Recovery times and objectives for SyncIQ

The Recovery Point Objective (RPO) and the Recovery Time Objective (RTO) are measurements of the impacts that a disaster can have on business operations. You can calculate your RPO and RTO for a disaster recovery with replication policies.

RPO is the maximum amount of time for which data is lost if a cluster suddenly becomes unavailable. For an Isilon cluster, the RPO is the amount of time that has passed since the last completed replication job started. The RPO is never greater than the time it takes for two consecutive replication jobs to run and complete.

If a disaster occurs while a replication job is running, the data on the secondary cluster is reverted to the state it was in when the last replication job completed. For example, consider an environment in which a replication policy is scheduled to run every three hours, and replication jobs take two hours to complete. If a disaster occurs an hour after a replication job begins, the RPO is four hours, because it has been four hours since a completed job began replicating data.

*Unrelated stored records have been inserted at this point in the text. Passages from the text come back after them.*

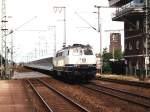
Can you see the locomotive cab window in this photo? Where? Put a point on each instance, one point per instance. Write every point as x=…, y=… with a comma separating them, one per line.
x=77, y=51
x=88, y=52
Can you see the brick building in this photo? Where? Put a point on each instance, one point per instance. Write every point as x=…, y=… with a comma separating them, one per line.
x=132, y=12
x=115, y=42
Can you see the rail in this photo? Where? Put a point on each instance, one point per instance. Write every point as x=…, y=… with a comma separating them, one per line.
x=38, y=94
x=64, y=96
x=120, y=94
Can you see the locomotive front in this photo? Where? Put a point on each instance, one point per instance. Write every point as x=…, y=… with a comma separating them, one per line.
x=77, y=61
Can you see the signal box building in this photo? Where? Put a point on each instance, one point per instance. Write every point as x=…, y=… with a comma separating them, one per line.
x=132, y=12
x=115, y=42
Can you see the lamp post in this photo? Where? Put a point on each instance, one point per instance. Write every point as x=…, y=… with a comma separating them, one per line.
x=100, y=32
x=146, y=36
x=64, y=10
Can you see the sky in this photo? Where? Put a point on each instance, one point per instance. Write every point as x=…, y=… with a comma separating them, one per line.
x=32, y=22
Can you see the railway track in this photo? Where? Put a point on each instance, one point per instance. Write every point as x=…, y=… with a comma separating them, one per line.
x=54, y=100
x=131, y=83
x=137, y=99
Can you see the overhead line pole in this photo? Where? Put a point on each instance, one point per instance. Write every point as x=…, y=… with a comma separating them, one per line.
x=64, y=10
x=100, y=32
x=146, y=36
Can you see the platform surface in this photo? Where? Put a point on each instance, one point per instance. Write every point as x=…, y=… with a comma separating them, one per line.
x=13, y=97
x=31, y=74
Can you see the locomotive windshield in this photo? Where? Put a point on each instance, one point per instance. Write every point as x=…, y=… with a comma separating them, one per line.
x=88, y=52
x=77, y=51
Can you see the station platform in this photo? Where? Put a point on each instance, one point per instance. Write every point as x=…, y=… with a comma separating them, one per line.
x=31, y=74
x=13, y=97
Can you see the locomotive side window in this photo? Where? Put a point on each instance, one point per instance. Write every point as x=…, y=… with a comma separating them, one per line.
x=77, y=51
x=88, y=52
x=59, y=54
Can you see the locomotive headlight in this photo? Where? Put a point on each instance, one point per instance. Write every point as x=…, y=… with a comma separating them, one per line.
x=83, y=60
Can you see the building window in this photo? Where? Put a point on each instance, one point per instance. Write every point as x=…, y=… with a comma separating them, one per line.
x=130, y=46
x=137, y=24
x=137, y=44
x=126, y=46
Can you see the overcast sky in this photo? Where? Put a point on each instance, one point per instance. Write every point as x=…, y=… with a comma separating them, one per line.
x=30, y=17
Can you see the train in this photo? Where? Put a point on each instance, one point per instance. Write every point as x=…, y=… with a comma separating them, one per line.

RTO is the maximum amount of time required to make backup data available to clients after a disaster. The RTO is always less than or approximately equal to the RPO, depending on the rate at which replication jobs are created for a given policy.

If replication jobs run continuously, meaning that another replication job is created for the policy before the previous replication job completes, the RTO is approximately equal to the RPO. When the secondary cluster is failed over, the data on the cluster is reset to the state it was in when the last job completed; resetting the data takes an amount of time proportional to the time it took users to modify the data.

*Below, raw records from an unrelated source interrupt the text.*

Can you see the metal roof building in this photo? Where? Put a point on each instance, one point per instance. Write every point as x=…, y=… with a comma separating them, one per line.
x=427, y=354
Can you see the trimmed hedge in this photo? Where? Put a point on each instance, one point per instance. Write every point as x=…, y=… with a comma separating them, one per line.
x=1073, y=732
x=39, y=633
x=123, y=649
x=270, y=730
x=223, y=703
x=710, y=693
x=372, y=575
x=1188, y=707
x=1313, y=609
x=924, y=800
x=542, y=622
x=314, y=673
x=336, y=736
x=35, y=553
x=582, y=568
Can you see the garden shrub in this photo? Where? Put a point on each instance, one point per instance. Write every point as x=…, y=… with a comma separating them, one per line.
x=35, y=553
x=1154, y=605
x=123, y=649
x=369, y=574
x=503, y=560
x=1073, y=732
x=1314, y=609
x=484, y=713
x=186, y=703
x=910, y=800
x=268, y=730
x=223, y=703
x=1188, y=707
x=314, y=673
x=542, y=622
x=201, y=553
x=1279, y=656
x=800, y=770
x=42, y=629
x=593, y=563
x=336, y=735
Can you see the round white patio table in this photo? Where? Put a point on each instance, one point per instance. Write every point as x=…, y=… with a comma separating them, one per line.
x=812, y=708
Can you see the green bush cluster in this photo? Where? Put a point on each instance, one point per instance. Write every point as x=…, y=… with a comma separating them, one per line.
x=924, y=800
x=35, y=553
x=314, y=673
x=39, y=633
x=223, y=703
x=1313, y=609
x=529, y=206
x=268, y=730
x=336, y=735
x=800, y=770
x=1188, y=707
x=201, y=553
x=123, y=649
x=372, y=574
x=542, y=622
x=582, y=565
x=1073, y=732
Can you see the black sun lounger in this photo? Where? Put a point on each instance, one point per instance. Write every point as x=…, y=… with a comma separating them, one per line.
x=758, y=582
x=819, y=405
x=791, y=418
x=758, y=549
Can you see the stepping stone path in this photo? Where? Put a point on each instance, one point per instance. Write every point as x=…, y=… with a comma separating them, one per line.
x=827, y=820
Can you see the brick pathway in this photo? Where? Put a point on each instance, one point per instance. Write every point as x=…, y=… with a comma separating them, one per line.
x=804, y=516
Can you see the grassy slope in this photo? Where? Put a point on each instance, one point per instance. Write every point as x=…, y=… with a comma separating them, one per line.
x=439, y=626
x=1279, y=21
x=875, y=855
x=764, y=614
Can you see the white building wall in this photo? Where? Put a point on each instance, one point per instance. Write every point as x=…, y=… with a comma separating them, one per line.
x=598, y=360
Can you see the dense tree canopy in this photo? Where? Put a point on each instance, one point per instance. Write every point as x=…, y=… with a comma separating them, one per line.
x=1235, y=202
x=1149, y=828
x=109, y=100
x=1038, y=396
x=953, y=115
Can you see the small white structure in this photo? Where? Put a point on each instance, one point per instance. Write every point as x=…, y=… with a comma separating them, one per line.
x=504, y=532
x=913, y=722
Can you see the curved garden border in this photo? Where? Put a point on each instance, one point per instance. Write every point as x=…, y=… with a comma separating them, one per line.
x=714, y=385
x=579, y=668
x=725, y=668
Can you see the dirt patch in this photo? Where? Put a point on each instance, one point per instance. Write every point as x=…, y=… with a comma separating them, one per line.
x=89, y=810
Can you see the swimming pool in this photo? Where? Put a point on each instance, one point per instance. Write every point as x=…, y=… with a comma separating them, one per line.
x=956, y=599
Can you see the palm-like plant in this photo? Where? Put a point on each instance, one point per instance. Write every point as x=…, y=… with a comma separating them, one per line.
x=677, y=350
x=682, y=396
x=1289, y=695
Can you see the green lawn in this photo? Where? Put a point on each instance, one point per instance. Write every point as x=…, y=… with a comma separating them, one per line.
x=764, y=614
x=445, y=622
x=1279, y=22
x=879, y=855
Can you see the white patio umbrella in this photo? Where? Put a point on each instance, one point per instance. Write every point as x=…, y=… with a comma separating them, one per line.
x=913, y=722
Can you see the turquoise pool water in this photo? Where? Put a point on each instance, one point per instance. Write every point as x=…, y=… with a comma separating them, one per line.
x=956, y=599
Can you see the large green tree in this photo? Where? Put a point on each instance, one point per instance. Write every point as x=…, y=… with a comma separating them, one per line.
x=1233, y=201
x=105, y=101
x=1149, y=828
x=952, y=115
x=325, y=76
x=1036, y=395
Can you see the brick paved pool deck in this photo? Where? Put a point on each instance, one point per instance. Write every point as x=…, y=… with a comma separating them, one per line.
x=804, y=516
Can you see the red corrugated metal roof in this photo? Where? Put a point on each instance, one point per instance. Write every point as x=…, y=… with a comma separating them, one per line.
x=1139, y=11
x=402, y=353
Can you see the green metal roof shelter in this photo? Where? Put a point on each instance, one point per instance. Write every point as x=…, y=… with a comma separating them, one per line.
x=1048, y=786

If replication jobs run on an interval, meaning that there is a period of time after a replication job completes before the next replication job for the policy starts, the relationship between RTO and RPO depends on whether a replication job is running when the disaster occurs. If a job is in progress when a disaster occurs, the RTO is roughly equal to the RPO. However, if a job is not running when a disaster occurs, the RTO is negligible because the secondary cluster was not modified since the last replication job ran, and the failover process is almost instantaneous.